AP sources: Rep. Tom Emmer withdraws as Republican nominee for House speaker, becoming the third candidate to fall short.

Republicans had picked Emmer as their nominee for House speaker on Tuesday, as they tried for a third time to fill the top leadership position and get Congress back to work.

Emmer, the GOP Whip and senior-most candidate, had jumped out front in private balloting as the top vote-getter among the hodge-podge list of mostly lesser-known congressmen for speaker, a powerful position second in line to the presidency.

It’s three weeks since Republicans ousted Kevin McCarthy. The House speaker will need to accomplish the seemingly impossible job of uniting the GOP majority.

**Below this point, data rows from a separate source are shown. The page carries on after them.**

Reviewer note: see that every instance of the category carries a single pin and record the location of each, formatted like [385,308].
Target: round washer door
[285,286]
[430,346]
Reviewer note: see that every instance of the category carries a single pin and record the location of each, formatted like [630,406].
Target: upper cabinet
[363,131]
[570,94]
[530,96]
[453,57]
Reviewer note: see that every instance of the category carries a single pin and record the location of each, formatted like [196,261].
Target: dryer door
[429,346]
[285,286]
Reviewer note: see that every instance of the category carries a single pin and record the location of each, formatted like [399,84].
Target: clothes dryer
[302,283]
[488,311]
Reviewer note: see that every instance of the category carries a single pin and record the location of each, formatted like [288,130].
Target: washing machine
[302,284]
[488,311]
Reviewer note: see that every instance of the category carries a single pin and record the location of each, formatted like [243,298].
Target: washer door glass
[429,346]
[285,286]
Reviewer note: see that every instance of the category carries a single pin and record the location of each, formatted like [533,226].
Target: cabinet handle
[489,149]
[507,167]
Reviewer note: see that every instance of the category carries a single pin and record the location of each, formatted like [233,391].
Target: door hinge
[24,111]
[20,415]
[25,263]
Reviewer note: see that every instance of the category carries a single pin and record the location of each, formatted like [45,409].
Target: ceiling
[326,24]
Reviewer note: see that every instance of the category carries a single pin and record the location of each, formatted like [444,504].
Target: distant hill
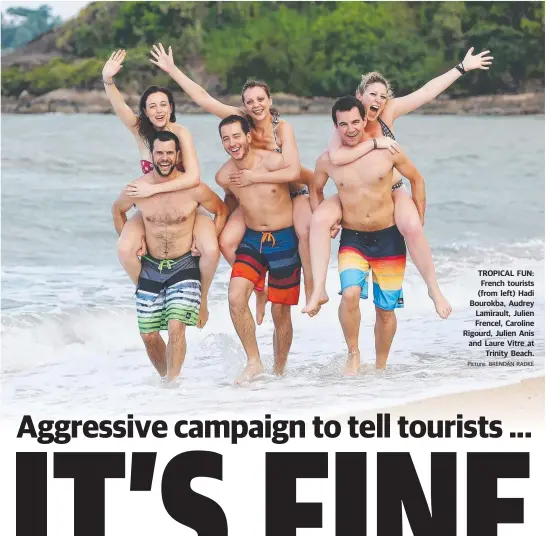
[302,48]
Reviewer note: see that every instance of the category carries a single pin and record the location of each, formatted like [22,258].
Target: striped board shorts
[168,289]
[384,253]
[276,252]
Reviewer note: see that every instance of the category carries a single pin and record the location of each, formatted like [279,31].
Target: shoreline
[95,102]
[516,404]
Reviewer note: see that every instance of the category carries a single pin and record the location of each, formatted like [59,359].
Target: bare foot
[251,371]
[443,307]
[313,305]
[261,300]
[353,364]
[203,315]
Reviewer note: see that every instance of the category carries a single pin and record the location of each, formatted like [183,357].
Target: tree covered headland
[306,48]
[27,25]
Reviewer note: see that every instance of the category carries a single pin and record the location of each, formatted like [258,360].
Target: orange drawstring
[267,237]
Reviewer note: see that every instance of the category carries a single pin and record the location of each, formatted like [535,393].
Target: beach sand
[516,405]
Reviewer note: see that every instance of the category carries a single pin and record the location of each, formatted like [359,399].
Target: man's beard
[160,171]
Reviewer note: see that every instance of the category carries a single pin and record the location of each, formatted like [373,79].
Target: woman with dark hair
[269,132]
[382,109]
[157,112]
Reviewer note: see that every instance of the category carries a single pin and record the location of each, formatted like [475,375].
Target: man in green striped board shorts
[168,295]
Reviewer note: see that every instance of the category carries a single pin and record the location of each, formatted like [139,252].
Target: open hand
[384,142]
[139,189]
[479,61]
[241,178]
[161,58]
[113,65]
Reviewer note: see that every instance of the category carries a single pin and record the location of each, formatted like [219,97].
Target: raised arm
[189,178]
[341,154]
[196,93]
[206,197]
[121,206]
[409,103]
[122,109]
[405,166]
[320,178]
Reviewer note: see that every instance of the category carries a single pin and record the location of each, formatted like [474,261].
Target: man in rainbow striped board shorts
[370,239]
[168,295]
[270,244]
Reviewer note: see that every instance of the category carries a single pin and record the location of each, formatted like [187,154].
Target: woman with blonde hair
[269,132]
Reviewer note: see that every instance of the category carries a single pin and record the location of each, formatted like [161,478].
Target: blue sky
[65,10]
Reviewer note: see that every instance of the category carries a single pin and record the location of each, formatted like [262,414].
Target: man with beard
[269,244]
[168,295]
[370,239]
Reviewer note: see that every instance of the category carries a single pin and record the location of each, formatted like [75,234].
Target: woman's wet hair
[373,78]
[145,128]
[252,82]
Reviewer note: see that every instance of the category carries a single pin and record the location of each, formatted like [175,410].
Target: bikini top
[148,166]
[385,129]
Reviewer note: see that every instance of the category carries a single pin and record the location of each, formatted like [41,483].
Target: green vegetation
[307,48]
[28,24]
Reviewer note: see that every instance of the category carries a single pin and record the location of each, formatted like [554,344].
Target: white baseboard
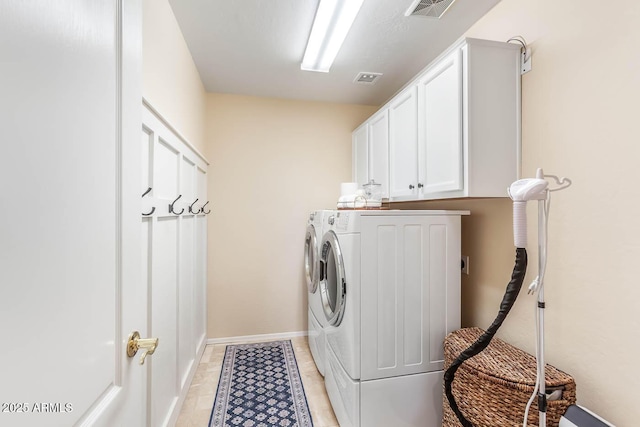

The candidate list, though quickly slimming, was long and jumbled with no obvious choice for the job. Emmer, a lawyer, is known as a gruff hockey coach who reached out to Donald Trump for backing and was gaining on the first four ballots.

Coming in a steady second was constitutional law expert Rep. Mike Johnson of Louisiana, who directly battled Emmer in the fifth-round private ballot.

Others, including Rep. Byron Donalds, a top Trump ally, were dropping out. McDonald’s franchise owner Rep. Kevin Hern of Oklahoma, a conservative leader, plied his colleagues with hamburgers seeking their support but also dropped out Tuesday.

Also withdrawing from the race were Reps. Austin Scott of Georgia, Jack Bergman of Michigan, Pete Sessions of Texas, Gary Palmer of Alabama and Dan Meuser of Pennsylvania.

The House has been in turmoil, without a speaker since the start of the month after a contingent of hard-line Republicans ousted McCarthy, creating what’s now a governing crisis that’s preventing the normal operations of Congress.

The federal government risks a shutdown in a matter of weeks if Congress fails to pass funding legislation by a Nov. 17 deadline to keep services and offices running. More immediately, President Joe Biden has asked Congress to provide $105 billion in aid — to help Israel and Ukraine amid their wars and to shore up the U.S. border with Mexico. Federal aviation and farming programs face expiration without action.

Those running for speaker were mostly conservatives and election deniers, who either voted against certifying the 2020 presidential election results, when Biden defeated Trump, in the runup to the Jan. 6, 2021, attack on the Capitol, or joined a subsequent lawsuit challenging the results.

Some Democrats had eyed Emmer, the third-ranking House GOP leader, who had voted to certify the 2020 election results as a potential partner in governing the House.